Common Mistakes to Avoid
-
Not including the source ID in the API response output: The API response body often does not include the ID used to call it, since the ID is implicit in the URL. If you do not explicitly add the source ID as a column in the output dataset, you cannot join the API results back to other tables in Snowflake. Always add the source ID as a mapped column in the transformation step.
-
Ignoring rate limit responses: A 429 error means the record was not fetched. If the pipeline continues without retrying that record, the output is missing data with no visible indication. Always configure retry logic for 429 responses with a wait period before the retry attempt.
-
Running the full ID list on every pipeline execution: Re-fetching all IDs daily when only a subset changed is wasteful and consumes API rate limit quota unnecessarily. Use incremental ID selection from Snowflake based on a modified timestamp to keep each run proportional to actual data change.
-
Not writing individual record failures to an error table: If the pipeline stops on the first failed record, no subsequent IDs are fetched. If it silently skips failures, data goes missing with no audit trail. Write failures to a dedicated error table and continue the loop; review the error table after each run.
-
Loading results without a primary key for upsert: Without a primary key configured in the destination, re-running the pipeline appends duplicate rows rather than updating existing ones. Always configure a primary key on the destination table when using upsert mode.
-
Not testing with a small ID sample first: Running the full ID list in the first test consumes rate limit quota and loads unvalidated data to the destination. Test with 10 to 20 IDs, inspect the output manually to confirm field mapping and ID inclusion, then expand to the full list.
Conclusion
Iterating API calls over a list of IDs pulled from a Snowflake table is a standard per-record enrichment pattern that replaces fragile Python looping scripts with a configurable, auditable pipeline. The process follows a consistent sequence: query the filtered ID list from Snowflake, configure a dynamic URL with the ID placeholder, set rate limit delays and retry rules, parse the response and add the source ID to the output, write errors to a separate table, load successes to the destination with upsert mode, and schedule with incremental ID filtering.

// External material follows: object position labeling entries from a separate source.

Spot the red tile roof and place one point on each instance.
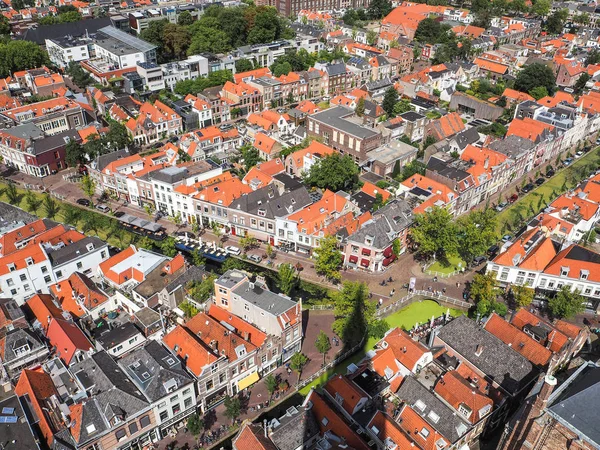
(522, 343)
(457, 391)
(329, 420)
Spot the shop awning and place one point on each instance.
(248, 381)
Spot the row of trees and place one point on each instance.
(218, 30)
(439, 236)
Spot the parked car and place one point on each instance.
(233, 250)
(478, 260)
(493, 251)
(528, 187)
(255, 258)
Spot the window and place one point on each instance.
(120, 435)
(133, 428)
(145, 421)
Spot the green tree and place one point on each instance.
(88, 186)
(12, 194)
(522, 295)
(390, 99)
(168, 247)
(477, 231)
(378, 9)
(188, 309)
(535, 75)
(271, 384)
(50, 206)
(287, 278)
(297, 363)
(566, 303)
(360, 107)
(322, 344)
(74, 153)
(435, 233)
(581, 82)
(333, 172)
(232, 407)
(70, 214)
(243, 65)
(185, 18)
(248, 242)
(32, 202)
(329, 259)
(541, 7)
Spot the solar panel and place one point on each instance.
(8, 419)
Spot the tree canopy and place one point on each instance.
(334, 172)
(18, 55)
(535, 75)
(566, 303)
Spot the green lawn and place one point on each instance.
(406, 318)
(120, 239)
(530, 204)
(453, 266)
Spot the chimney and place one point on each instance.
(545, 391)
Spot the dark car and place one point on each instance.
(528, 187)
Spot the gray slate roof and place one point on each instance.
(266, 300)
(295, 428)
(450, 424)
(576, 403)
(153, 368)
(75, 250)
(386, 222)
(497, 360)
(110, 388)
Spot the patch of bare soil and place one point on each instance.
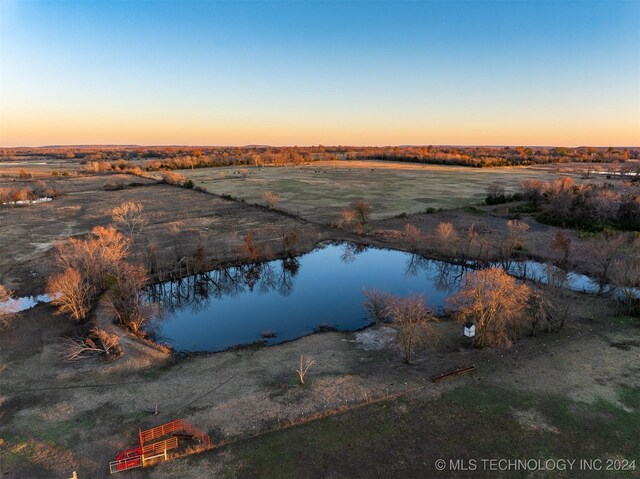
(93, 409)
(179, 220)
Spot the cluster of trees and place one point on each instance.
(99, 159)
(611, 258)
(499, 306)
(357, 216)
(37, 191)
(590, 207)
(100, 263)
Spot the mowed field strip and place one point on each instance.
(320, 191)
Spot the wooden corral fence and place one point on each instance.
(154, 444)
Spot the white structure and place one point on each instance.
(469, 330)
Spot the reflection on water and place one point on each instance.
(319, 290)
(16, 305)
(293, 297)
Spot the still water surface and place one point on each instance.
(293, 298)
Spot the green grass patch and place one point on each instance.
(473, 421)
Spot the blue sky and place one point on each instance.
(543, 72)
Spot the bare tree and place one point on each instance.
(271, 199)
(512, 241)
(561, 244)
(98, 342)
(377, 304)
(7, 309)
(289, 240)
(346, 218)
(126, 296)
(601, 252)
(304, 367)
(625, 274)
(250, 250)
(447, 238)
(546, 311)
(414, 322)
(362, 209)
(412, 234)
(129, 218)
(71, 293)
(495, 302)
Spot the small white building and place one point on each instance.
(469, 330)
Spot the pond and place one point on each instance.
(282, 300)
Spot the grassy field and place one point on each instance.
(470, 423)
(322, 190)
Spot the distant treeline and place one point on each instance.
(171, 158)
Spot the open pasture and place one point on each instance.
(320, 191)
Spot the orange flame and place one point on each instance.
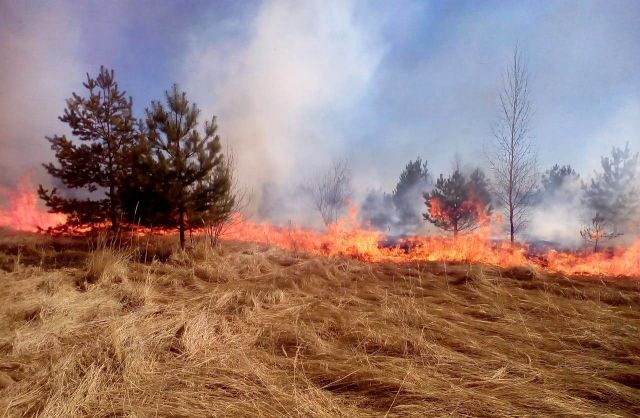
(349, 238)
(21, 211)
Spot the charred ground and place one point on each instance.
(247, 330)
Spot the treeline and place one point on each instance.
(160, 171)
(166, 170)
(464, 199)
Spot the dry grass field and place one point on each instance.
(247, 330)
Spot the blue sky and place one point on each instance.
(297, 84)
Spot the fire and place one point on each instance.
(348, 238)
(21, 211)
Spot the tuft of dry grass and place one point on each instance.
(248, 330)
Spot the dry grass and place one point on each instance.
(252, 331)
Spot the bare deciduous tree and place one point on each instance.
(331, 191)
(514, 162)
(597, 232)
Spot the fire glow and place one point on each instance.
(348, 238)
(21, 211)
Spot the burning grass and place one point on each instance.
(250, 330)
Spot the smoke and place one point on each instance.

Integrate.io's REST API source handles the #{fieldName} URL substitution and per-record call loop natively, with the Snowflake source feeding IDs directly into the loop without custom code. The transformation layer maps nested response fields, adds timestamps, and joins the source ID back to the output in the same component.
Once this pattern works for one API endpoint and ID type, the same pipeline structure applies to any other endpoint that follows a per-record call pattern. A single reusable template replaces an entire category of maintenance-heavy Python scripts: one for Addepar portfolio IDs, one for Salesforce contact IDs, one for fund performance IDs. The pipeline becomes the script, and the script never needs to be rewritten again.